Sharing perspectives also helped to build understanding about the different skills and capabilities of multi-agency colleagues, which gave participants confidence in how they might work together in the real-world:
“I also found that gaining insight into other services’ capabilities gave me a much more confident understanding of how best to use them practically”.
3. Prioritised as a core part of the day-job for emergency responders
Participants identified that opportunities to engage with multi-agency training were lacking and not prioritised, often as staff were too operationally busy. To improve joint teamwork, training must be made part of the day job. But participants recognised that this requires centralised buy-in and financing:
“Prioritise and promote joint training sessions - requires significant buy in in terms of time and money”

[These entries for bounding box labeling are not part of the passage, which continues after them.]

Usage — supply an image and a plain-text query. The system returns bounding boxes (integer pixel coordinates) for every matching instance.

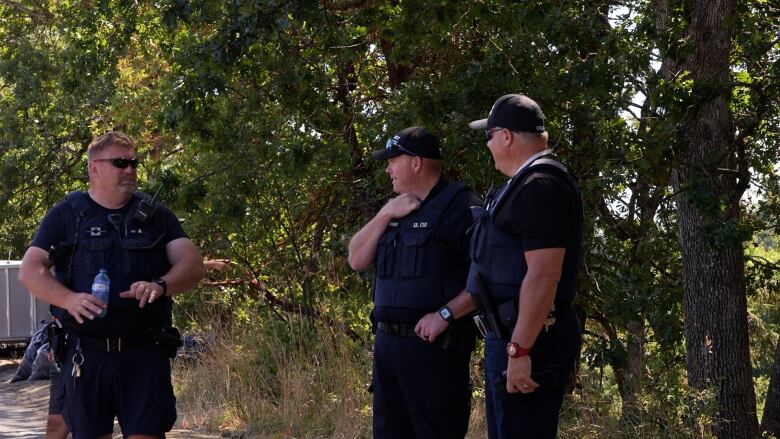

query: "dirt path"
[0,359,221,439]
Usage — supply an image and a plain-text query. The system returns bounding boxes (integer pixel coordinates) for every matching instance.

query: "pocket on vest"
[399,233,431,277]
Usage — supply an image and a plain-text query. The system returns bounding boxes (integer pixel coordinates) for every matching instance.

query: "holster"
[433,319,477,354]
[46,322,68,366]
[471,273,517,340]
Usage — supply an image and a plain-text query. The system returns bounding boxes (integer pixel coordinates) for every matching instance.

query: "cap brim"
[371,148,403,160]
[469,118,487,130]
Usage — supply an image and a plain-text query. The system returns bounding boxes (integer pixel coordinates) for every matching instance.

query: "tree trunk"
[761,340,780,437]
[673,0,759,439]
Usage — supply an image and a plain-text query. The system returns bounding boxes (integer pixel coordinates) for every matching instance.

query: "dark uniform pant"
[373,330,471,439]
[60,346,176,439]
[485,315,582,439]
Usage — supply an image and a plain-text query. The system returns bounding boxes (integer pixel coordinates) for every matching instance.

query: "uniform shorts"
[62,343,176,439]
[49,361,65,415]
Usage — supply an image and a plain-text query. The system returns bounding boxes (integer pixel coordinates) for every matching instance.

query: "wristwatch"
[152,277,168,297]
[506,341,531,358]
[439,306,455,322]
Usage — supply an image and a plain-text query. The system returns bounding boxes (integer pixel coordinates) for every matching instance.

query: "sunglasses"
[92,157,139,169]
[485,128,503,141]
[385,138,417,157]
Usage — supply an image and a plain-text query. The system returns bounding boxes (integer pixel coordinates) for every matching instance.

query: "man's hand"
[64,293,107,323]
[506,355,539,393]
[380,193,420,218]
[414,312,450,343]
[119,280,163,308]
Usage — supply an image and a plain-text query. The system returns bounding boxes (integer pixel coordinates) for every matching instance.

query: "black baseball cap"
[371,127,441,160]
[469,94,544,134]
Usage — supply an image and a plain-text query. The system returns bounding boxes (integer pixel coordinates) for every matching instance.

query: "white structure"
[0,261,51,344]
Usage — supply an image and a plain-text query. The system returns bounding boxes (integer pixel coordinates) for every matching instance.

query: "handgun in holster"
[471,272,509,339]
[433,319,477,354]
[146,326,184,358]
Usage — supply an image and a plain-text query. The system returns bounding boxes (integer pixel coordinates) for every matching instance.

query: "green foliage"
[0,0,780,437]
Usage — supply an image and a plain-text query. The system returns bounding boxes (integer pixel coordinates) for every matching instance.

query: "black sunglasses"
[92,157,138,169]
[385,138,417,157]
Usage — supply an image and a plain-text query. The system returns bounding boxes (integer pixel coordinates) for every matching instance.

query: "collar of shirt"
[510,148,552,180]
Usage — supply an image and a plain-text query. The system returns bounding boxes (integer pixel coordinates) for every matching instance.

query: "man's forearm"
[348,210,392,271]
[512,275,558,348]
[19,250,71,308]
[447,291,477,319]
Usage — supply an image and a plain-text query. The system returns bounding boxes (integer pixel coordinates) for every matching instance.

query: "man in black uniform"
[349,127,478,439]
[19,132,203,439]
[418,94,583,439]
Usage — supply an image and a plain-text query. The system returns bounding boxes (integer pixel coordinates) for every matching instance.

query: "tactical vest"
[466,156,582,310]
[374,183,467,311]
[51,191,172,337]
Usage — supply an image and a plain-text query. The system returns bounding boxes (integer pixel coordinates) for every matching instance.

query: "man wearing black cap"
[349,127,478,438]
[418,94,583,439]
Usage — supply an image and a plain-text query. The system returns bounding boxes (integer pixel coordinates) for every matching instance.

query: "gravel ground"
[0,359,221,439]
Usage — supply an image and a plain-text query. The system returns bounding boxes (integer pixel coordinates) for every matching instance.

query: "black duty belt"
[78,335,155,352]
[376,322,417,337]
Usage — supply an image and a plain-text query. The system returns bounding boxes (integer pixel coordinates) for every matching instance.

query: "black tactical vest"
[374,183,467,311]
[51,191,172,337]
[466,156,582,309]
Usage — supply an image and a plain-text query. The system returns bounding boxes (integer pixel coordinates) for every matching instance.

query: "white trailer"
[0,260,51,344]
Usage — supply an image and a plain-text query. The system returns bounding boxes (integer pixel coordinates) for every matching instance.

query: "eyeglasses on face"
[485,127,503,141]
[385,138,417,157]
[92,157,139,169]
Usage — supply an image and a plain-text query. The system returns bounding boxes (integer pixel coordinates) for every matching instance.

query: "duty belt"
[376,322,417,337]
[78,335,155,352]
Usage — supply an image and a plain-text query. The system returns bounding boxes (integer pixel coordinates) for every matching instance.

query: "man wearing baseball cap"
[418,94,583,439]
[349,127,479,439]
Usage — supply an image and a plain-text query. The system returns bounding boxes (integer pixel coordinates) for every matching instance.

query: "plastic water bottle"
[92,268,111,318]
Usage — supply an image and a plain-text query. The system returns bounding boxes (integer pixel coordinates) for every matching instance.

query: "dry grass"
[175,321,724,439]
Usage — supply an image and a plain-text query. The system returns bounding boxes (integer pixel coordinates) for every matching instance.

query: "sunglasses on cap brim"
[385,138,418,157]
[92,157,140,169]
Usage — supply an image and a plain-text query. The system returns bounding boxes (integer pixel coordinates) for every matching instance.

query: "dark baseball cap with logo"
[469,94,544,134]
[371,127,441,160]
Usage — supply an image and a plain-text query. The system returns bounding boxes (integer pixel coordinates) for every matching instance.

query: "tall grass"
[175,320,371,438]
[175,319,724,439]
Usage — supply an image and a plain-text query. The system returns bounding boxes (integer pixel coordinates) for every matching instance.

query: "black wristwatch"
[152,277,168,297]
[439,306,455,322]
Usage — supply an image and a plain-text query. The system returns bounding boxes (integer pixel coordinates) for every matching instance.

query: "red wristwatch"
[506,341,531,358]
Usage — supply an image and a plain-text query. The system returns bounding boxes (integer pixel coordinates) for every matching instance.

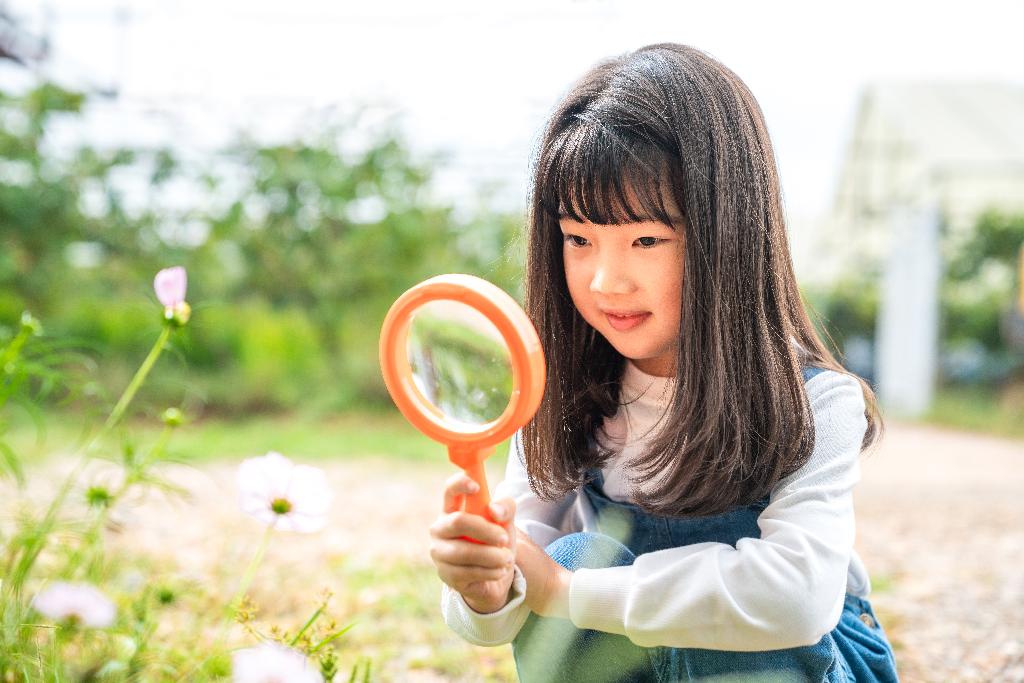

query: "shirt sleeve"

4. Face-to-face rather than remote
“We need to move above and beyond just basic classroom training and actually exercise/work better together”.
Participants acknowledged that e-learning can be useful to provide information but it cannot replicate the learning attained from in-person training. Succinctly, one participant responded:
“More live training sessions, less PowerPoint”.
5. A platform for building social relationships.
A third of participants described how multi-agency training was useful when there was time to build new relationships and connections with other emergency team members. Networking helped to establish a sense of familiarity prior to attending an incident:
“Getting to know other commanders on a personal level - so when it comes to an incident it’s a case of 'How are you?', not 'Who are you?'”
Participants also reflected that this relationship building can occur during training breaks, such as over coffee or lunch, suggesting that building time into training for social interaction is vitally important.
Conclusion
In conclusion, effective interoperability team training needs to be regular, interactive, and in-person, incorporating social learning about team members as a core learning objective.
This will help to build social-psychologically connected teams, thereby enhancing the overall resilience of the team.